«Forza Italia è più interessata a discutere di detenute madri e di bambini piuttosto che a fare polemica». È meta pomeriggio quando, dopo la ripresa dell’esame in commissione congiunte Affari costituzionali e Giustizia della Camera del ddl Sicurezza, dagli azzurri arriva una dura nota che fa riferimento a quanto avvenuto martedì, con la lite tra forzisti e leghisti e l’astensione dei primi sull’emendamento del Carroccio che introduceva la facoltà per i giudici, e dunque non più l’obbligo, di indirizzare le detenute incinta o con figli fino a un anno verso gli Icam e non in carcere.

«La posizione, annunciata in commissione, è chiara e ferma - scrivono Paolo Barelli, Tommaso Calderone, Pietro Pittalis e Paolo Emilio Russo, deputati di Forza Italia componenti delle commissioni Affari Costituzionali e Giustizia della Camera dei deputati - Riteniamo adeguata la normativa vigente e per questa ragione ieri non abbiamo votato contro gli emendamenti che proponevano di sopprimere l’articolo 12 del ddl Sicurezza, quello che elimina la sospensione automatica della pena per le detenute con figli da zero ad un anno. In Aula, con spirito costruttivo, proporremo alla maggioranza una nostra mediazione: un emendamento che mantenga la sospensione obbligatoria delle pene per le detenute con figli fino ad un anno di età».

Non solo. «Come annunciato chiaramente nel corso della seduta, siamo invece contrari ad indebolire la normativa vigente ed è per questo che abbiamo contribuito, con i nostri numeri determinanti, a respingere gli emendamenti dell’opposizione che andavano in tal senso, come avevamo già fatto in occasione dell’esame della proposta di legge sulle detenute madri in commissione Giustizia», concludono gli azzurri.

Una posizione che martedì è stata duramente contestata dalla Lega, ma che fuori dalle righe viene spiegata in vena polemica dagli stessi forzisti. «Il ddl sicurezza parte da un’era geologica fa, poi è stato modificato a maggio in vista delle Europee», riferiscono fonti parlamentari. Dalle quali emerge il dito contro Fd’I e Lega che hanno fatto fallire l’accordo di governo inserendo nel testo quelli che vengono definiti «emendamenti spot», alcuni dei quali «perfino incostituzionali».

Dopo le Europee tutto sarebbe dovuto tornare come prima, ma il mantenimento in essere da parte di meloniani e leghisti di quegli emendamenti ha dato il via al patatrac di martedì. Cioè alla volontà, da parte leghista, di prevedere «la facoltà» e non l’obbligo di trasferimento negli Icam per le detenute madri, giudicato «un passo indietro di civiltà» dalle stesse fonti azzurre.

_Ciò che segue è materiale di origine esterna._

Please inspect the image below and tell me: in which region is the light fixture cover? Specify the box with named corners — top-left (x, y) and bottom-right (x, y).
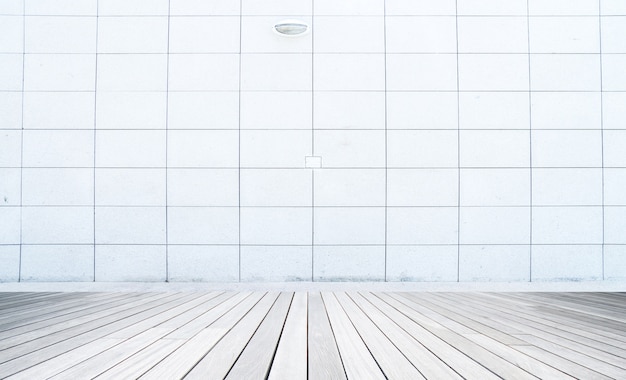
top-left (274, 20), bottom-right (309, 37)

Ma nella polemica interna alla maggioranza si inseriscono anche le opposizioni, con Avs e Iv che attaccano Fi. «Almeno speriamo che si vergognino di questo voltafaccia che qualifica Forza Italia come “il sor tentenna” del Parlamento», accusa il capogruppo di Alleanza Verdi e Sinistra in commissione Affari costituzionali alla Camera Filiberto Zaratti, che accusa Forza Italia di essersi «riallineata alle posizioni di maggioranza, dopo aver espresso dissenso». Stesso concetto espresso dalla renziana Maria Elena Boschi, secondo la quale i forzisti «hanno votato contro proposte da loro sostenute nella scorsa legislatura». Accuse rispedite prontamente al mittente dai forzisti, i quali spiegano che «il voltafaccia non esiste perché oggi  non abbiamo votato una controproposta dell’opposizione che non potevamo condividere visto che introduceva una legge diversa dalla nostra proposta».

Sull’altro fronte, quello della maternità surrogata come reato universale, è arrivato il sì della Commissione Giustizia del Senato, che ha dato mandato alla relatrice di FdI, Susanna Campione, a riferire in Aula. «L’Italia si conferma una nazione all'avanguardia sul fronte dei diritti, contro le nuove forme di sfruttamento delle donne e dell'infanzia», ha commentato la ministra della Famiglia Eugenia Roccella.

Martedì era invece arrivata la bocciatura dell’emendamento della Lega, presentato dal capogruppo Massimiliano Romeo, che prevedeva una ulteriore stretta con il carcere fino a 10 anni e una multa fino a due milioni di euro. L’emendamento aveva avuto da parte del governo l’invito al ritiro, e messo ai voti hanno votato a favore solo i due senatori leghisti, contrari oltre alle opposizioni gli altri senatori di maggioranza.